Performing South Africa’s Truth Commission reveals a catalogue of problems associated with the TRC: the negligible attention paid to TRC and media personnel experiencing vicarious trauma, the continuum of discriminatory labour practices enacted by the Commission, and the assembly line of translation. Cole cites Deborah Posel, who in The Making of Apartheid, 1948-1961 “contends that the public hearings [of the TRC] made for ‘good theatre, but bad history’” because the Commission’s truth-telling practices and final report were “deeply flawed” (26). According to Cole, methodological rigor combined with nuanced testimonial analysis can produce “good history” as long as it respects the heterogeneity of actors who organize and participate in these events and the myriad ways testimony is provided. Cole uses Phillip Miller’s cantata REwind1 to demonstrate the cacophony inherent in the reconciliation process as well as the possibility for audience interpretation and misinterpretation of witness testimony. The REwind cantata also helps to problematize the validity of the historical narratives disseminated by the apartheid state and by the Commission’s final reports.

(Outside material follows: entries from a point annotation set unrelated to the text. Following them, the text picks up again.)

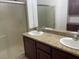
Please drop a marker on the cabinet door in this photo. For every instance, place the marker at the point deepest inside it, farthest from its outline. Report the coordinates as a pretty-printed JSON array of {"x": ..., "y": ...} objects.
[
  {"x": 29, "y": 46},
  {"x": 42, "y": 55},
  {"x": 58, "y": 54}
]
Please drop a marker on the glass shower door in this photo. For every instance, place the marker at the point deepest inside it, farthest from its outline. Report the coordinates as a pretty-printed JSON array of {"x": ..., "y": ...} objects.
[{"x": 12, "y": 25}]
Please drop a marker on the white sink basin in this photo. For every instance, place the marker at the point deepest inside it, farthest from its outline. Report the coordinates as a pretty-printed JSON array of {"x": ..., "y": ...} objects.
[
  {"x": 70, "y": 42},
  {"x": 35, "y": 33}
]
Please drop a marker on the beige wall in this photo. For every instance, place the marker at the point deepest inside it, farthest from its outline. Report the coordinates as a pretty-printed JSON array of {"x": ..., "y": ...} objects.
[
  {"x": 12, "y": 25},
  {"x": 46, "y": 14}
]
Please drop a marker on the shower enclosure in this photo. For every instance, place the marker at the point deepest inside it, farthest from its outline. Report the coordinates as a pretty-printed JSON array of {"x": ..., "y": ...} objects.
[{"x": 12, "y": 25}]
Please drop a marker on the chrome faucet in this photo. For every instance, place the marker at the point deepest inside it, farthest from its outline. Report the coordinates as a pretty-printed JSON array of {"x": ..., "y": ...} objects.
[{"x": 76, "y": 36}]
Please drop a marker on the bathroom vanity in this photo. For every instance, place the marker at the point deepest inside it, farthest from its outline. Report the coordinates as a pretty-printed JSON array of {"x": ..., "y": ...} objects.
[{"x": 47, "y": 46}]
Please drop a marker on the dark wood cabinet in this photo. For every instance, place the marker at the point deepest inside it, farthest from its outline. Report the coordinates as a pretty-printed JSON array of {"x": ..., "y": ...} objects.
[
  {"x": 29, "y": 46},
  {"x": 58, "y": 54},
  {"x": 42, "y": 55},
  {"x": 39, "y": 50},
  {"x": 73, "y": 7}
]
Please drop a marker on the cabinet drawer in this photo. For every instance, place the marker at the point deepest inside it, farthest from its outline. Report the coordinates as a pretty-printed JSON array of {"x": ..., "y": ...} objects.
[{"x": 43, "y": 47}]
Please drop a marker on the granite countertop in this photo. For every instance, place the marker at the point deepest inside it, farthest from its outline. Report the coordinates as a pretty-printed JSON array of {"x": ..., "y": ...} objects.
[{"x": 54, "y": 41}]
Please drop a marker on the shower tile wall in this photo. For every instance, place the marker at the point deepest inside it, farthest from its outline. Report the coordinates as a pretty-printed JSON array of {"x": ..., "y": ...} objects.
[
  {"x": 12, "y": 25},
  {"x": 46, "y": 16}
]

Yet the most interesting aspect of Cole’s study is the immanent (and fulsome) critique of the scholarship surrounding South Africa’s TRC. Cole advocates for a “humanistic” approach to the study of testimony and she provides a salient critique of traditional social science approaches that depend on the statistical analysis based on the TRC’s final reports, which, as Cole points out, were significantly less popular than media broadcasts. Moreover, Cole asserts that much of the sizable testimonial archive collected from TRC proceedings is “rich and largely neglected” and that numerous academics iteratively sample testimonies cited in a few canonical texts such as Krog’s Country of My Skull instead of expanding the scholarly purview of testimonial research associated with the Commission (26). She also demonstrates a substantive gap in the scholarship relating to the political implications of television’s role in the Truth and Reconciliation Commission. Cole’s analytical approach to testimony or media productions is not overly novel and perhaps a little overstated in the text. Nonetheless, the scope and depth of Cole’s study is impressive. Everything—from judicial settings and spaces, articles of clothing, to public symbols—is contextualized by comprehensive historical detail. In conclusion, Cole’s assessment of the TRC as a performance is apt as her interpretation engenders a refusal to place the violence and suffering of the apartheid state in the past and helps to situate the process of reconciliation in South Africa as ongoing instead of static.
Robyn Green is a doctoral candidate in the School of Canadian Studies at Carleton University in Ottawa, Canada. Her doctoral research explores the efficacy of the Truth and Reconciliation process in Canada by considering how reparation and compensation practices may become potential sites for therapeutic governance.
Notes
1 Phillip Miller’s REwind is a commemorative, multi-media cantata which incorporates TRC testimonies as part of the performance content.
Works Cited
Cole, Catherine M. 2007. “Performance, Transitional Justice, and the Law: South Africa's Truth and Reconciliation Commission,” Theatre Journal 59 (2): 167-187.